Stronę odwiedzono:
26846016 razy
4000 kilometrów pieszo do Santiago de Compostela
Pod koniec ubiegłego roku pisaliśmy w „Verbum” dość obszernie o tradycji pielgrzymowania do Santiago de Compostela, o historii sanktuarium, a pretekstem do tego była pielgrzymka, którą odbył ks. Grzegorz, nasz wikariusz. Tak się złożyło, że 15 lutego, w restauracji Jaś Wędrowniczek w Rymanowie, odbyło się spotkanie z Łukaszem Supermanem, podróżnikiem, który przeszedł pieszo z Warszawy do Composteli, pokonując około 4000 kilometrów. Wyjazd, w ramach Dyskusyjnego Klubu Książki, zorganizowała Miejsko – Gminna Biblioteka Publiczna w Zagórzu. Spotkanie okazało się bardzo interesujące, pan Łukasz ciekawie opowiadał o swojej niezwykłej wyprawie, którą odbył w 2013 roku, a która rozpoczęła się w progu jego domu w Warszawie. Jak sam powiedział, chciał w ten sposób naśladować średniowiecznych pielgrzymów, podążających do Santiago de Compostela pieszo, nie korzystających żadnych udogodnień. W swoich wspomnieniach podróżnik skupił się na własnych przeżyciach, odczuciach i emocjach, a także na spotkaniach z innymi ludźmi spotkanymi na szlaku. Zwracał też uwagę na różnice w postrzeganiu dróg św.

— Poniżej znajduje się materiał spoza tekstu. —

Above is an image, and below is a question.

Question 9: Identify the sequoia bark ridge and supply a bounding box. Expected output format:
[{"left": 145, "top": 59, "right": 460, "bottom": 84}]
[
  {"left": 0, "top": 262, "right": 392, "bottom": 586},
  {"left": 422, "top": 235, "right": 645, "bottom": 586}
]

Jakuba w różnych krajach Europy, która przemierzył – w Polsce, Czechach, w Niemczech, we Francji i wreszcie w Hiszpanii. Podkreślał, jak zmieniała się atmosfera wędrówki, np. od francuskiego miasta Le Puy, gdzie spotykają się europejskie szlaki jakubowe. Ten osobisty charakter opowieści sprawił, że była ona bardzo autentyczna i chwilami naprawdę poruszająca. Łukasz Superman nie jest nowicjuszem na takich trasach. To specjalista od długodystansowych przejść górskich, pokonał pieszo całą grań Karpat, Pireneje, irańskie góry Zagroź, odbył też wyprawę po Islandii, wszedł na 13 alpejskich czterotysięczników, przez dwa lata podróżował po Azji. Prawie zawsze wędruje samotnie. Jest autorem dwóch książek : Pustka wielkich cisz i Pieszo do irańskich nomadów. Jak pisze na swojej stronie, podróżując, spełnia swoje marzenia – teraz przemierza pieszo Ziemię Święte – Izraelski Szlak Narodowy, łączący południowy i północny kraniec państwa i liczący ponad 1000 kilometrów, oraz Szlak Abrahama prowadzący przez tereny Zachodniego Brzegu Jordanu, a mający w zamyśle łączyć wszystkie miejsca, przez które wędrował Abraham. Mamy nadzieję, że pan Łukasz szczęśliwie wróci z tej wyprawy, a my będziemy mogli wziąć udział w kolejnym interesującym spotkaniu.